A amplitude do cuidar
Cláudia Lundgren: ‘A amplitude do cuidar’


‘Cuidar’, vocábulo de múltiplos sentidos. ‘Cuidado’, abrange muitas interpretações.
É uma palavra substantiva, que pode significar ‘ter zelo com alguma coisa’, como na expressão: “Cuidado para não quebrar o prato!” Já em “Cuidado para não levar um choque! Não ponha a mão no metal ao ligar o aparelho na tomada!”, “Cuidado para não cair daí!”, ou ainda “Devo dirigir com cuidado!”, o vocábulo significa ‘agir com precaução, com cautela’, zelando aí, não mais por uma coisa, mas pela sua própria vida, ou pela vida de outrem.
Se eu disser que a condição de saúde de alguém gera ‘cuidados’, significa que devemos nos preocupar, pois é grave. Quando dissemos que o ladrão agiu ‘cuidadosamente’ (com cuidado) ao furtar uma casa, significa que foi algo pensado, premeditado, de forma silenciosa, a fim de não deixar vestígios.

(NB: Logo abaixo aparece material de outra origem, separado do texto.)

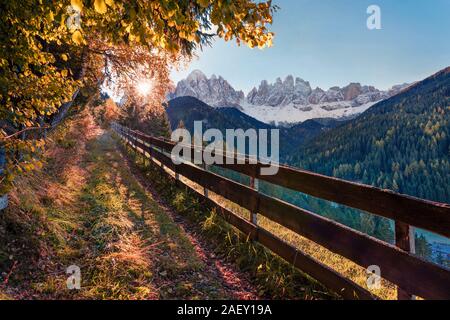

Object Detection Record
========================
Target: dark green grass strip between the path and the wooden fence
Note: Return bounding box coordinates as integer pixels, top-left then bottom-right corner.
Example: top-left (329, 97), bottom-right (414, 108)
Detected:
top-left (119, 135), bottom-right (337, 299)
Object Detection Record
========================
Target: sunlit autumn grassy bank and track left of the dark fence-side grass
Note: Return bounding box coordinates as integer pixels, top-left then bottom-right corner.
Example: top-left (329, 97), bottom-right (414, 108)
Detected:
top-left (0, 112), bottom-right (258, 299)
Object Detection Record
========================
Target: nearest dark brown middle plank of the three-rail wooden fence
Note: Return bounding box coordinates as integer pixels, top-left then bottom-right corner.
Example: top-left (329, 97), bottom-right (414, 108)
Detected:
top-left (259, 195), bottom-right (450, 299)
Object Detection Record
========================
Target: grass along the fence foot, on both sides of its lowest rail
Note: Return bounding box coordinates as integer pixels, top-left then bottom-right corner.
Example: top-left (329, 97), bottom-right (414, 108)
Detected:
top-left (123, 137), bottom-right (396, 299)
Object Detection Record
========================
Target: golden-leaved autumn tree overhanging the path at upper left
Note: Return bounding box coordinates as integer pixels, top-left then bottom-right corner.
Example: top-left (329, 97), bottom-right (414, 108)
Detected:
top-left (0, 0), bottom-right (276, 190)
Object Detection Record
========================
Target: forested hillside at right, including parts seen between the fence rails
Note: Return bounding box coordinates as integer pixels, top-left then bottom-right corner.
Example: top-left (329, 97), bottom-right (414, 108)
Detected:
top-left (202, 68), bottom-right (450, 265)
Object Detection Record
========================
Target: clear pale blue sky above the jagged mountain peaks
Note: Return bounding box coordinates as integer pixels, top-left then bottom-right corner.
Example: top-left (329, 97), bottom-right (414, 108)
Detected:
top-left (172, 0), bottom-right (450, 92)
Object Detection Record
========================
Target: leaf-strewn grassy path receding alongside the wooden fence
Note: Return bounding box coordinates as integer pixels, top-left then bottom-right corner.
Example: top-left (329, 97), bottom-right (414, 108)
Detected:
top-left (74, 132), bottom-right (255, 299)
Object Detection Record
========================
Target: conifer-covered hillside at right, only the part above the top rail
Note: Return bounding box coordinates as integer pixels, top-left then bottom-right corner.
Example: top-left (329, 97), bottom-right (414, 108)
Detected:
top-left (293, 68), bottom-right (450, 202)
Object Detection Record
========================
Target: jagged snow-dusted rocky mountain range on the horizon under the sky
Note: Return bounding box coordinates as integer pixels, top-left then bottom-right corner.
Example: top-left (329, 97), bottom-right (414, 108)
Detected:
top-left (169, 70), bottom-right (408, 124)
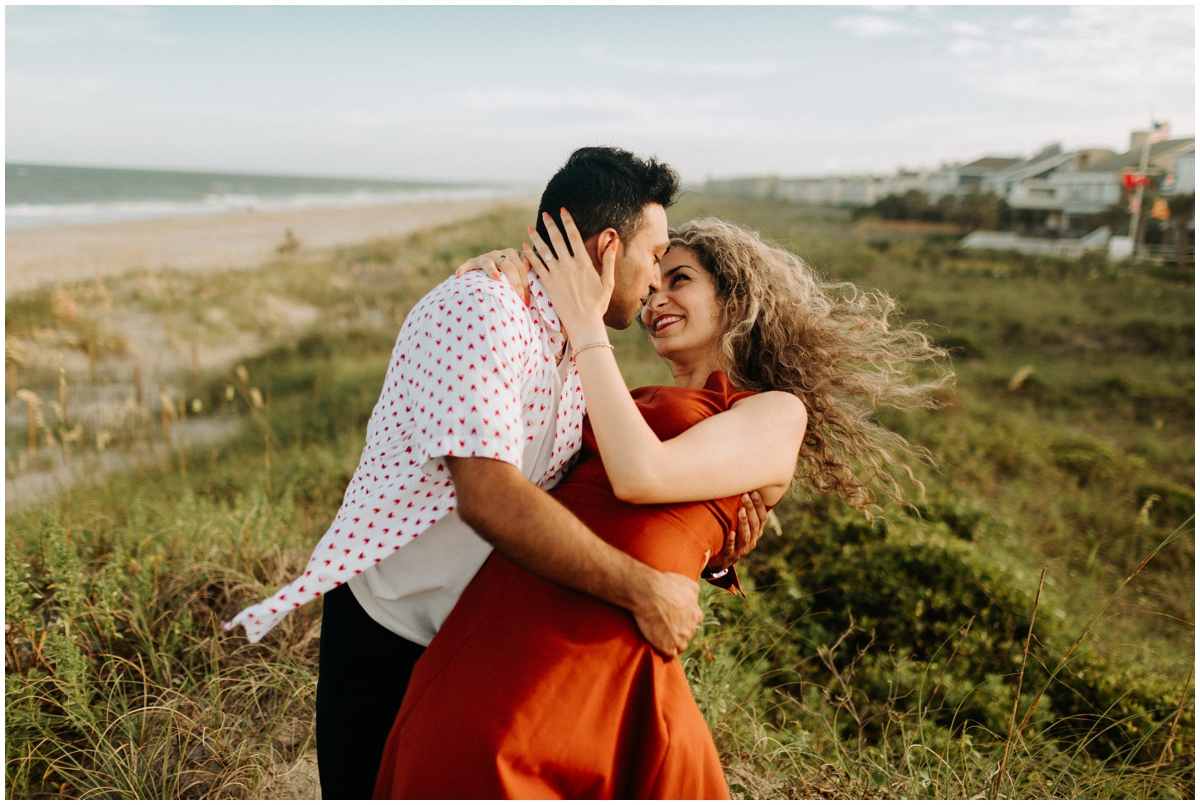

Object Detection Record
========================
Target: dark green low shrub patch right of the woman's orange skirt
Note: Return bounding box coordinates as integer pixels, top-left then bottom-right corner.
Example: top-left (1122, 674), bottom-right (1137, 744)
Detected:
top-left (739, 500), bottom-right (1194, 762)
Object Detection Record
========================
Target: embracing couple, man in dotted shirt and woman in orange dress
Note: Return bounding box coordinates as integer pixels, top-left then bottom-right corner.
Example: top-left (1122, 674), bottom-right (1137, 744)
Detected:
top-left (226, 148), bottom-right (947, 799)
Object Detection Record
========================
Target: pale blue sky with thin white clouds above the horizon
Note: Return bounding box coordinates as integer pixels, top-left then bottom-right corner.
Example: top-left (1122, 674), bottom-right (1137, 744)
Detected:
top-left (5, 5), bottom-right (1195, 184)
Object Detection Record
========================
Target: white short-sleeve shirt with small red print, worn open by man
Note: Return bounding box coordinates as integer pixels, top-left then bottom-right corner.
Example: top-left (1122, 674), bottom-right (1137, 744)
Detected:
top-left (226, 271), bottom-right (584, 642)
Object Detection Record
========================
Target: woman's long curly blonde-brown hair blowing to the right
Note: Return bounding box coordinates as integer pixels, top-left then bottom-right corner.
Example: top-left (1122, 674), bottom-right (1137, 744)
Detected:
top-left (671, 218), bottom-right (954, 513)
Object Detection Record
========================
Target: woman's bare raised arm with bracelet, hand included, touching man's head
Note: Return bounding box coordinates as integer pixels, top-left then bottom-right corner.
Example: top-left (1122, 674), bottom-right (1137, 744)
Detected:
top-left (527, 211), bottom-right (808, 505)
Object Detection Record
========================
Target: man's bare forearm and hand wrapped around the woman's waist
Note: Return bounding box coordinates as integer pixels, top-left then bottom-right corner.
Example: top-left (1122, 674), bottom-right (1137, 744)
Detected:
top-left (446, 457), bottom-right (702, 656)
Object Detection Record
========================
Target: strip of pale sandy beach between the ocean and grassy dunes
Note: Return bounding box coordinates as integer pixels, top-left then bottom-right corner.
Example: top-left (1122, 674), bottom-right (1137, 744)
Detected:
top-left (5, 198), bottom-right (536, 298)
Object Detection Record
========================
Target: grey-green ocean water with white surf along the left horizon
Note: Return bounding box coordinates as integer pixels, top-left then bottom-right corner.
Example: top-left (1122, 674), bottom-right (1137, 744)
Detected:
top-left (4, 163), bottom-right (530, 228)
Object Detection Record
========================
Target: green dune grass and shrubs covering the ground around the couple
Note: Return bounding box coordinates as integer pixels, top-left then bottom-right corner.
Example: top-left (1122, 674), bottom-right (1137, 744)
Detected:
top-left (5, 197), bottom-right (1195, 798)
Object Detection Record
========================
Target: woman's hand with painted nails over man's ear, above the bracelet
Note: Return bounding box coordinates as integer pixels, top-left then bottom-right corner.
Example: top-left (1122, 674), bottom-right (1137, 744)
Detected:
top-left (526, 209), bottom-right (619, 344)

Cuidar de alguém pode ir desde a fazer um curativo numa ferida, preparar uma refeição, ajudar a fazer uma tarefa que o outro esteja impossibilitado ou dar apoio emocional.
Cuidar, sentido tão amplo… acordar em uma madrugada fria a fim de pôr coberta nos filhos; amamentar, doar-se, ser alimento; dar banho nos pais que nem sequer lhe conhece mais ou oferecer a alguém uma escuta afetiva.
Ter cuidado com as palavras significa não ferir o outro; ter cuidado com alguém significa acautelar-se; cuidar de si mesmo significa fazer o que gosta sem ultrapassar o limite do outro: realizar exames periodicamente, praticar exercícios físicos, ter respeito consigo mesmo, enfim, tratar-se bem.
É o patrão que preocupa-se com a saúde física e mental dos seus funcionários, oferecendo-lhes um bom plano de saúde e permitindo que eles durmam meia hora pós-almoço. Cuidar de uma empresa significa cuidar de pessoas: dar ordens sem ofender; agir sem preconceitos; não cometer, e nem permitir que se cometa, abusos com a funcionária bonitinha da recepção. Um bom líder demonstra sua autoridade sem pressionar ou amedrontar o liderado.
Já em um hospital, ‘cuidar’ é agir integralmente . É olhar o paciente como uma pessoa, que tem uma história, uma identidade, vontades, princípios, fragilidades. Cuidar do paciente não é agir no automático ‘ver o soro – a medicação – aferir a pressão – a temperatura – ver a glicose – trocar fraldas’; é compreender que ali habita alguém que merece a sua atenção, seu bom dia, seu sorriso. É alguém que merece conforto: lençóis e fronhas limpas, um banho caprichado, a posição agradável no leito; alguém que se preocupe em virar o corpo de quem não já não pode mover-se.
Cuidar, em saúde, não é agir sozinho, é trabalhar em equipe: administração, assistentes sociais, médicos, enfermeiros, psicólogos, terapeutas ocupacionais, acompanhantes terapêuticos, todos unidos em torno de um mesmo propósito; é um colega de profissão que procura entender a exaustão do outro, trocando com ele de plantão, com a permissão e compreensão da administração. Cuidar, em saúde, é também dar assistência aos familiares em momentos difíceis; é compreender a dor do parto, sem proferir palavras como “na hora de fazer foi bom”.
Para trabalhar na saúde tem que ser vocacionado no cuidar; ter empatia, se colocar no lugar do paciente; realizar o seu trabalho, exclamando internamente: “Era assim que eu gostaria de ser tratado!”; é saber dar uma má notícia; é mostrar ao paciente terminal que pode não haver cura, mas que ainda há vida. E, se não há mais cura, com todo o respeito, não faz muito sentido submeter o paciente a tratamentos dolorosos e, de certa forma, inúteis, se podemos simplesmente aliviar suas dores, oferecer nossos ouvidos, ver com ele o pôr do sol, contar-lhe uma história, pegar um violão e cantar para ele uma canção, fazer aquele curativo bem feito, dar um abraço e um beijo, permitir que o quarto de hospital seja o seu lar. Tudo isso, e infinitamente mais, significa o ‘cuidar’; o cuidado.